Skip site navigation (1) Skip section navigation (2)

GIN - Generalized Inverted iNdex. Try 2.

From: Teodor Sigaev <teodor(at)sigaev(dot)ru>
To: Pgsql Hackers <pgsql-hackers(at)postgresql(dot)org>
Subject: GIN - Generalized Inverted iNdex. Try 2.
Date: 2006-04-26 14:23:20
Message-ID: 444F8258.2040102@sigaev.ru (view raw or flat)
Thread:
Lists: pgsql-hackers
We (me and Oleg) are glad to present GIN to PostgreSQL. If community will agree, 
we will commit it to HEAD branch.

http://www.sigaev.ru/gin/gin.gz
http://www.sigaev.ru/gin/README.txt

Install:
% cd  pgsql
% zcat gin.gz | patch -p0
make and initdb, install tsearch2


Changes from previous patch:
* add support for tsearch2
* add 'fuzzy' limit
* fixes

README:

Gin for PostgreSQL

Gin was sponsored by jfg://networks (http://www.jfg-networks.com/)

Gin stands for Generalized Inverted Index and should be considered as a genie,
not a drink.

Generalized means that index doesn't know what operation it accelerates, it
works with strategies, defined for specific data type (read Index Method
Strategies chapter in PostgreSQL documentation). In that sense, gin is similar
to the GiST and differs from btree index, which has predefined comparison based
operations.

Inverted index is an index structure storing a (key,posting list) pairs, where
posting list is a set of documents in which key occurs (document, usually,
contains many keys). The primary goal of the Gin index is a support for
scalable full text search in PostgreSQL.

Gin is consists of a B-tree constructed over entries (ET, entries tree), where
entry is an element of indexed value ( element of array, lexeme for tsvector)
and where each tuple in the leaf pages is either pointer to B-tree over item
pointers (PT, posting tree), or list of item pointers (PL, posting list) if
tuple is small enough.

Notes: There is no delete operation for ET. The reason for this, is that from
our experience, a set of unique words of a whole collection changed very rare.
This greatly simplify code and concurrency algorithm.

Gin comes with built-in support for one dimensional arrays ( integer[], text[],
no support for NULL elements) and following operations:

   * contains : value_array @ query_array
   * overlap : value_array && query_array
   * contained: value_array ~ query_array

Synopsis

=# create index txt_idx on aa using gin(a);

Features

   * Concurrency
   * WAL-logging (recoverable)
   * user-defined opclass, the scheme is similar to GiST
   * optimized index creation (make use of maintenance_work_mem to accumulate
     postings in memory)
   * tsearch2 opclass
   * soft upper limit of the returned results set using GUC variable
     gin_fuzzy_search_limit

Gin fuzzy limit

There are often situations, when full text search returns a very big set of
results, which is very difficult to manage, since reading tuples from disk and
their ordering could takes a lot of time, which is unacceptable for the
production (notice, that search itself is very fast).
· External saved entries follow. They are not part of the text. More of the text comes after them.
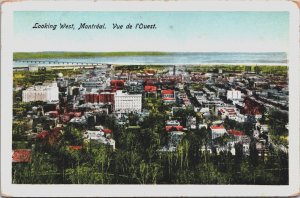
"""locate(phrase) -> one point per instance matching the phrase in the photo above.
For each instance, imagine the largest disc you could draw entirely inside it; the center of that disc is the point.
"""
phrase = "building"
(117, 84)
(217, 131)
(234, 95)
(103, 97)
(45, 92)
(125, 102)
(21, 156)
(168, 95)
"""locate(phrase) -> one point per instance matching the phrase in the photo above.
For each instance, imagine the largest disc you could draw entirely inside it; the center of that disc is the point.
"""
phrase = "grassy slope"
(40, 55)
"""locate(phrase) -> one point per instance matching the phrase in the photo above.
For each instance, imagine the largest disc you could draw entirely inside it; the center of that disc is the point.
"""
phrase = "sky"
(199, 31)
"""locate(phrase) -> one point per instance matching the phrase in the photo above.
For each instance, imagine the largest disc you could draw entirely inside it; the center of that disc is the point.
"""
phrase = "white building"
(234, 95)
(45, 92)
(125, 102)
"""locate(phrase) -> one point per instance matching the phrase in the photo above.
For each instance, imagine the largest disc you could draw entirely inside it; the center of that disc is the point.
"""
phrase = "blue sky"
(176, 31)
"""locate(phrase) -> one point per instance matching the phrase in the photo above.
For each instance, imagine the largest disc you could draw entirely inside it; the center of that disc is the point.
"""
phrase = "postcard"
(140, 98)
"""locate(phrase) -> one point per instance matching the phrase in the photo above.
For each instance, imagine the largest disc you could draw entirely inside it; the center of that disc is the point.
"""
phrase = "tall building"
(125, 102)
(45, 92)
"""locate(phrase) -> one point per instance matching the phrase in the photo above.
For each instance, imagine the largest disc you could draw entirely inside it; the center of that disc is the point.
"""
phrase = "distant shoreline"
(45, 55)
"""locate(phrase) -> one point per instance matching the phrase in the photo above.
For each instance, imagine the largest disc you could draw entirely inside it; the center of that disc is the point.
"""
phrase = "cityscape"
(150, 124)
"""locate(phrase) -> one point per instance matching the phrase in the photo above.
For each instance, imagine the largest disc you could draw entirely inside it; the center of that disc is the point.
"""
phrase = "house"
(168, 95)
(217, 131)
(237, 135)
(21, 156)
(172, 123)
(100, 136)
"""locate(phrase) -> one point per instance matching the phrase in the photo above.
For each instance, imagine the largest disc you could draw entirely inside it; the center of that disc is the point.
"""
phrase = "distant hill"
(43, 55)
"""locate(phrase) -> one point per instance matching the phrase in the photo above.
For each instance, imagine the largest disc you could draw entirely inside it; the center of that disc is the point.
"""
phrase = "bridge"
(33, 65)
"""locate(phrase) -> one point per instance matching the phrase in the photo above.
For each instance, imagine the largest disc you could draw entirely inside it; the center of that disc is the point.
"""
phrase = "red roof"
(236, 132)
(167, 91)
(42, 134)
(77, 114)
(174, 128)
(107, 131)
(150, 88)
(217, 127)
(21, 155)
(75, 147)
(168, 98)
(53, 113)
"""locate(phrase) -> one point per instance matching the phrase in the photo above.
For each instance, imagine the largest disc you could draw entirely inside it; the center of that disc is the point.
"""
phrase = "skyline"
(203, 31)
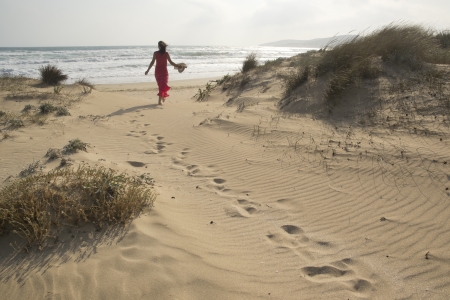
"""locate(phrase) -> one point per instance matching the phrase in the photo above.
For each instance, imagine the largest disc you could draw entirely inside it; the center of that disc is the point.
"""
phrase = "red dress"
(161, 74)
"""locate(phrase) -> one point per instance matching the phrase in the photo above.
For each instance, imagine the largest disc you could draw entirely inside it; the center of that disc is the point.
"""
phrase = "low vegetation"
(36, 205)
(52, 75)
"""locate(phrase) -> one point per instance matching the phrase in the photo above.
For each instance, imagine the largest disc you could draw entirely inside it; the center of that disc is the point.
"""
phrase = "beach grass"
(33, 206)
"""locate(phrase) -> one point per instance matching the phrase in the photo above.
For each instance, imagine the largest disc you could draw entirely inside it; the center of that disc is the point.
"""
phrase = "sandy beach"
(253, 201)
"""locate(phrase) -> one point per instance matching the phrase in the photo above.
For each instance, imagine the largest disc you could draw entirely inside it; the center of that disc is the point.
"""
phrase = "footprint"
(136, 164)
(219, 181)
(249, 206)
(341, 272)
(291, 229)
(324, 273)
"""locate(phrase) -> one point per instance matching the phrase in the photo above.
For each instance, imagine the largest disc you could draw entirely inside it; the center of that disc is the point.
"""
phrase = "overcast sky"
(31, 23)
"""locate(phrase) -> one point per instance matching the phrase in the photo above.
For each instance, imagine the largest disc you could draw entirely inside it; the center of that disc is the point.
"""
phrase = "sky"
(50, 23)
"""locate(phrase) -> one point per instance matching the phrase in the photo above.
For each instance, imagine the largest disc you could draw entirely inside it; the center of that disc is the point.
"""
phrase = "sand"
(252, 203)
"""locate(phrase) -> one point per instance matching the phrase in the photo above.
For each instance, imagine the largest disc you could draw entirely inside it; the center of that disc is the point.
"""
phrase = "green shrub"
(62, 111)
(28, 107)
(75, 146)
(46, 108)
(51, 75)
(443, 38)
(296, 79)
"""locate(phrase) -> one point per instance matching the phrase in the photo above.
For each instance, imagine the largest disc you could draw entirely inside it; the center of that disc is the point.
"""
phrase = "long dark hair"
(162, 47)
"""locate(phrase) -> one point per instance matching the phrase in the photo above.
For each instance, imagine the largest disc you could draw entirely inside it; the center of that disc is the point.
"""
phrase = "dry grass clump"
(249, 63)
(203, 94)
(52, 75)
(31, 169)
(46, 108)
(53, 153)
(34, 206)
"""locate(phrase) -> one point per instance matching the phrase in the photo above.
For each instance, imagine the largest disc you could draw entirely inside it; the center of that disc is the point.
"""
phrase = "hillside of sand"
(257, 198)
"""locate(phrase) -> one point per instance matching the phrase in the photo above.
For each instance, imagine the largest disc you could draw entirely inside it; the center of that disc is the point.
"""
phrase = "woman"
(161, 74)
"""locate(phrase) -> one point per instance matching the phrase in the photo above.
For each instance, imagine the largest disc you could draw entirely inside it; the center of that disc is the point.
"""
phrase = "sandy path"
(251, 205)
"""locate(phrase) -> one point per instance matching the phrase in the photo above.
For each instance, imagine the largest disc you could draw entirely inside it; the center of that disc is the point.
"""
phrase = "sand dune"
(252, 203)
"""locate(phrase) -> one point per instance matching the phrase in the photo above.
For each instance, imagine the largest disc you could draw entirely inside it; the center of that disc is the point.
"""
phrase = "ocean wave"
(128, 63)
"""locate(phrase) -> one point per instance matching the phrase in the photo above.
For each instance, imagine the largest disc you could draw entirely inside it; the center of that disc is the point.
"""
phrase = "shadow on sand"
(134, 109)
(69, 244)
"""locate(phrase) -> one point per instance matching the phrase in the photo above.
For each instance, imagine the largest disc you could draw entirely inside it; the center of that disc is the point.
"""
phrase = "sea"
(127, 64)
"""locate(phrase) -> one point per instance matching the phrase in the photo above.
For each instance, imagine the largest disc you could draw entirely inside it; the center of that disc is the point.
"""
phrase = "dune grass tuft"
(86, 85)
(35, 205)
(249, 63)
(52, 75)
(413, 47)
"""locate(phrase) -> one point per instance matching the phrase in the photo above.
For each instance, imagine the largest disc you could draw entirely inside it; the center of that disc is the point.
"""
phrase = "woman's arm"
(151, 64)
(171, 62)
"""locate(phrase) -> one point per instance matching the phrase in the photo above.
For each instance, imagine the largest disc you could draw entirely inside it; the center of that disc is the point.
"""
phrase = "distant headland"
(314, 43)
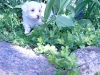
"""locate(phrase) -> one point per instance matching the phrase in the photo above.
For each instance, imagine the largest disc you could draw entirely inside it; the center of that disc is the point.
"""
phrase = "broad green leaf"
(64, 4)
(84, 22)
(81, 6)
(72, 9)
(64, 21)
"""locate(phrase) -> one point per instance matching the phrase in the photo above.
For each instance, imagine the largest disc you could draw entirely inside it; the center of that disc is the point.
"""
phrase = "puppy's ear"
(24, 6)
Such queries are usually
contain very frequent lexemes, so results are not very helpful. To facilitate
execution of such queries we introduced a configurable soft upper limit of the
size of the returned set - GUC variable gin_fuzzy_search_limit, which is 0 on
default (no limitation). This subset randomly chosen from the whole result set.
Soft means that the actual number of returned results could slightly differs
from this limit, depending on the query and the quality of system random
generator. From our experience, we found that value about several thousands
(5000-20000) is ok, i.e., gin fuzzy limit will have no effects for queries
returning result set lesser than this number.

Limitations

   * no support for multicolumn indices
   * Gin doesn't uses scan->kill_prior_tuple & scan->ignore_killed_tuples
   * Gin searches entry only by equality matching, this may be improved in
     future
   * Gin doesn't supports full scan of index
   * Gin doesn't index NULL value

Gin interface

OpClass interface (pseudocode). Example for opclas is in ginarayproc.c.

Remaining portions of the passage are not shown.